Lest you wonder what the exhausted hounds were doing while I was up to the elbows in dishes and cake mix, all three of the 3G Network were curious about what was going on in the kitchen. George was an especially good helper once I spilled a small bottle of sprinkles and most landed on the floor. We should have called him Hoover.
PS: If you have any doubt about my love of baking, check out my linked in profile. Not sure if potential employers consider baking an asset, but if they do, they’ll be pleased to know that it comes highly recommended by former coworkers.
A long weekend that feels like a vacation is a wonderful thing. Seeing loved ones, visiting beautiful places, getting out of the same-old-same old, is exhilarating.
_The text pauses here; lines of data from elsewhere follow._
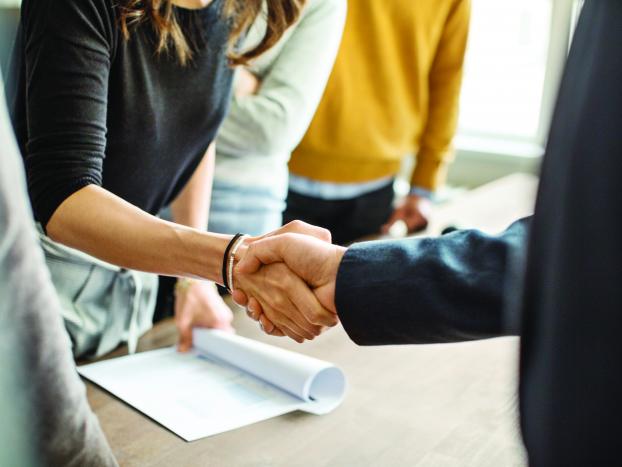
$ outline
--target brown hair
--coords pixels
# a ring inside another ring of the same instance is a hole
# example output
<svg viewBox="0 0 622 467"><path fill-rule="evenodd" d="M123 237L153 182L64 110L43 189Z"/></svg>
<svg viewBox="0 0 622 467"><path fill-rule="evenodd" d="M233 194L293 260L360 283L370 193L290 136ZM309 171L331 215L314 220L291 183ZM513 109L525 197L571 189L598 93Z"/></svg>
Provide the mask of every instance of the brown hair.
<svg viewBox="0 0 622 467"><path fill-rule="evenodd" d="M267 27L263 39L251 50L235 52L238 39L262 13L264 1L267 5ZM270 49L296 22L305 3L306 0L224 0L223 19L231 21L232 25L228 52L230 63L244 65ZM158 37L158 53L168 51L172 45L182 65L192 59L193 47L177 20L172 0L120 0L119 7L121 31L125 39L129 39L132 26L150 21Z"/></svg>

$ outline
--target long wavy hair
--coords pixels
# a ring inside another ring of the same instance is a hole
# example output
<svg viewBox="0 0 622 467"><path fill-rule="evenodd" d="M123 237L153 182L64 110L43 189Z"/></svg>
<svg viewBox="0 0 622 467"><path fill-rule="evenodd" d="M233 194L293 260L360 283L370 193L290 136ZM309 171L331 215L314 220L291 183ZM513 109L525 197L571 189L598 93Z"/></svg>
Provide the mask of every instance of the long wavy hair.
<svg viewBox="0 0 622 467"><path fill-rule="evenodd" d="M214 0L215 1L215 0ZM251 50L237 53L234 45L262 14L266 3L266 33ZM278 42L283 33L299 18L306 0L225 0L223 20L231 22L228 58L231 65L244 65ZM125 39L133 26L149 21L158 40L157 52L175 51L182 65L192 59L192 41L186 36L175 14L171 0L119 0L119 20Z"/></svg>

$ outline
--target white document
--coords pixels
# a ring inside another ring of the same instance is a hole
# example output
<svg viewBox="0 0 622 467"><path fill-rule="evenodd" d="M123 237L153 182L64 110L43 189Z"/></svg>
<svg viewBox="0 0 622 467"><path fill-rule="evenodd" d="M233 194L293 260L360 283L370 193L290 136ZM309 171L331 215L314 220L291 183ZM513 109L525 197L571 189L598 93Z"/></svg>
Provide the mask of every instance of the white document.
<svg viewBox="0 0 622 467"><path fill-rule="evenodd" d="M215 330L195 330L194 349L143 352L78 372L186 441L294 410L325 414L343 400L334 365Z"/></svg>

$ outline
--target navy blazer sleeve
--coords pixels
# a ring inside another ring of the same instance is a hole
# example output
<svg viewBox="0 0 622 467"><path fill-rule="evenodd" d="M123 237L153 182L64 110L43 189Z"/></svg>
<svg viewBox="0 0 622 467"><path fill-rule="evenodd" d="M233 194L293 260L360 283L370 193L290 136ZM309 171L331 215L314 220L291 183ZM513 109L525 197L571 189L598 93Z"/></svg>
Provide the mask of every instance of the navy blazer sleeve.
<svg viewBox="0 0 622 467"><path fill-rule="evenodd" d="M520 320L504 316L503 301L508 264L522 257L529 223L522 219L497 236L464 230L350 247L335 294L346 332L360 345L517 334Z"/></svg>

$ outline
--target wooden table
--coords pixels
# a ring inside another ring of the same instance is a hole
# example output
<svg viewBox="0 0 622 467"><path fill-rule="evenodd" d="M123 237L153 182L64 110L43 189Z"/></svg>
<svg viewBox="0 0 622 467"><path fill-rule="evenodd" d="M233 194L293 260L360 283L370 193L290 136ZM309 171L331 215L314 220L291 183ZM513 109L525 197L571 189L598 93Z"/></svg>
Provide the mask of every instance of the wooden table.
<svg viewBox="0 0 622 467"><path fill-rule="evenodd" d="M429 233L451 224L502 230L530 214L536 183L513 175L469 192L438 208ZM517 421L517 339L363 348L338 327L298 345L265 336L239 310L235 326L240 335L340 366L349 385L344 403L328 415L297 412L186 443L87 382L89 401L121 465L525 465ZM172 322L160 323L141 339L139 350L172 345L176 337Z"/></svg>

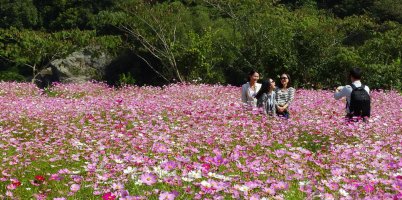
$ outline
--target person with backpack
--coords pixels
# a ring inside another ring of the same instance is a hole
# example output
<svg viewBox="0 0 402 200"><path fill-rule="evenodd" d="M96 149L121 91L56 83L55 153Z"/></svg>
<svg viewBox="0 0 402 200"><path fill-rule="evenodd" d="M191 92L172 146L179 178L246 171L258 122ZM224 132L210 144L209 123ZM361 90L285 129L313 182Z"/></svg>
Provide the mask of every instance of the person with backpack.
<svg viewBox="0 0 402 200"><path fill-rule="evenodd" d="M350 70L352 84L339 86L334 94L336 100L346 97L346 117L350 121L358 121L359 119L366 121L370 117L370 88L361 83L361 77L361 69L353 68Z"/></svg>
<svg viewBox="0 0 402 200"><path fill-rule="evenodd" d="M268 81L262 83L260 91L255 95L257 107L262 108L263 113L268 116L275 116L276 114L275 89L275 81L268 78Z"/></svg>
<svg viewBox="0 0 402 200"><path fill-rule="evenodd" d="M248 74L249 82L242 85L241 88L241 101L249 106L256 107L257 99L255 95L261 88L261 84L257 83L258 79L260 79L260 75L258 72L252 70Z"/></svg>

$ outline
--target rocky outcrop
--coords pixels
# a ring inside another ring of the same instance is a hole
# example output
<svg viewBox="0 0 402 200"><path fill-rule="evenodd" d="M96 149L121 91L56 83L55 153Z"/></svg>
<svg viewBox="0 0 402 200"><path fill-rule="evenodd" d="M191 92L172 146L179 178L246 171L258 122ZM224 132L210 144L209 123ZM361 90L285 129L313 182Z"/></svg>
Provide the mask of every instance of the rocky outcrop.
<svg viewBox="0 0 402 200"><path fill-rule="evenodd" d="M112 57L98 49L82 49L64 59L51 62L50 67L40 71L38 85L46 87L52 82L79 83L89 80L101 80L106 66Z"/></svg>

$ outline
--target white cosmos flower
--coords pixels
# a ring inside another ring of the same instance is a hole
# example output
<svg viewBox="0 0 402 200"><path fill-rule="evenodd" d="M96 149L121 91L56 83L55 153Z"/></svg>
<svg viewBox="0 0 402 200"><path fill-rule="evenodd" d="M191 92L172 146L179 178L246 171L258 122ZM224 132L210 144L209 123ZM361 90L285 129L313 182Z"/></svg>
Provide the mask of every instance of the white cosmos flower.
<svg viewBox="0 0 402 200"><path fill-rule="evenodd" d="M340 190L339 190L339 193L340 193L342 196L345 196L345 197L349 196L349 193L346 192L346 190L344 190L344 189L340 189Z"/></svg>
<svg viewBox="0 0 402 200"><path fill-rule="evenodd" d="M250 188L247 187L246 185L242 185L239 187L239 190L242 192L248 192L250 190Z"/></svg>
<svg viewBox="0 0 402 200"><path fill-rule="evenodd" d="M136 171L137 171L137 169L136 169L136 168L132 168L132 167L127 167L127 169L123 170L123 172L124 172L125 174L132 174L132 173L134 173L134 172L136 172Z"/></svg>
<svg viewBox="0 0 402 200"><path fill-rule="evenodd" d="M231 180L231 178L229 178L229 177L226 177L226 176L220 175L220 174L216 174L216 173L212 173L212 172L208 172L208 176L216 178L216 179L224 180L224 181Z"/></svg>
<svg viewBox="0 0 402 200"><path fill-rule="evenodd" d="M189 177L189 178L192 178L192 179L199 179L199 178L202 178L202 173L201 173L201 170L197 170L197 171L190 171L188 174L187 174L187 176Z"/></svg>
<svg viewBox="0 0 402 200"><path fill-rule="evenodd" d="M210 187L212 187L212 184L211 183L209 183L208 181L201 181L201 185L202 186L204 186L204 187L206 187L206 188L210 188Z"/></svg>
<svg viewBox="0 0 402 200"><path fill-rule="evenodd" d="M192 181L194 181L194 179L192 179L192 178L187 178L187 177L181 177L181 179L182 179L183 181L186 181L186 182L192 182Z"/></svg>
<svg viewBox="0 0 402 200"><path fill-rule="evenodd" d="M134 182L134 185L142 185L142 181L141 180L137 180Z"/></svg>
<svg viewBox="0 0 402 200"><path fill-rule="evenodd" d="M169 176L175 176L176 175L175 171L169 172L169 171L166 171L166 170L162 169L159 166L154 167L154 173L157 174L160 178L169 177Z"/></svg>

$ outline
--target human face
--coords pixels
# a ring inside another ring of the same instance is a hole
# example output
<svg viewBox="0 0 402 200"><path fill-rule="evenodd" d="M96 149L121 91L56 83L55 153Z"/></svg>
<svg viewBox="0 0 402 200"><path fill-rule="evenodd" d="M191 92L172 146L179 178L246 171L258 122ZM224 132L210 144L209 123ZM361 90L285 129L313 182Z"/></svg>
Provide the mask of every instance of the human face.
<svg viewBox="0 0 402 200"><path fill-rule="evenodd" d="M268 81L269 81L269 87L270 87L271 89L275 89L275 81L272 80L272 79L269 79Z"/></svg>
<svg viewBox="0 0 402 200"><path fill-rule="evenodd" d="M289 77L286 74L282 74L281 76L281 83L283 86L288 85Z"/></svg>
<svg viewBox="0 0 402 200"><path fill-rule="evenodd" d="M255 83L260 79L260 75L256 72L253 75L250 76L250 82Z"/></svg>

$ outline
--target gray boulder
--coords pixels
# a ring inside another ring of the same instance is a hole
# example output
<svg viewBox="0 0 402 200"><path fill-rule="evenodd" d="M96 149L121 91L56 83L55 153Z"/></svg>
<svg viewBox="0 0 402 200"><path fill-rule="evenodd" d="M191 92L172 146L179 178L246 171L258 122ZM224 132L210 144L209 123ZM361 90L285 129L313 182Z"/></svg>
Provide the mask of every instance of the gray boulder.
<svg viewBox="0 0 402 200"><path fill-rule="evenodd" d="M86 48L56 59L50 66L40 71L39 86L46 87L52 82L80 83L101 80L112 57L97 48Z"/></svg>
Except in my case, it’s leading to brain freeze and procrastination. Even as I was heading for the airport yesterday, I casually remarked to Bruce that I wished I could have just stayed there for a week or so.
I kept my writing schedule while I was away. But this morning, I could not write. It’s taken me approximately 6 hours to warm up to something that resembles worthwhile writing. Luckily, I had several conference calls to wake me out of my stupor and force my protesting brain to function.
Maybe it was the Southern California weather. It so foreign to me now, but there was a time in my life that I took it for granted. Sunny and gorgeous with towering palm trees swaying ever so slightly in the breeze was just how every day went when I was 12. The twins are lucky to grow up in such a pretty place especially since their parents are outdoorsy. They’ll take full advantage of being able to do all kinds of sports—and see snow and ocean on the same day.
Or maybe it was the flight back. There was something vaguely vacation-y about it. So many people snoozing, listening to music, or working in their ever-so compact spot. They all seemed so carefree. Oh wait, they’re probably Californians, or at least others who have adopted a Californian’s attitude, despite being from somewhere else.
Unlike my recent flights to such exotic East Coast destinations as Philadelphia, LaGuardia, and Raleigh-Durham, there was no pushing. There was no line-jumping. There didn’t seem to be much stealing of extra overhead bin space. No chewing out of the flight attendants or gate staff. No exasperated looks. No snide comments. Everyone seemed pretty chilled out and ok that they were going to spend three hours doing whatever until we arrived in Dallas.
Perhaps that’s what I am longing for today. A bit of bliss. Calm serenity. Maybe that’s what my brain is fighting for. Or maybe just a view of the ocean and a palm tree or two. Methinks it’s a good day to organize my photos.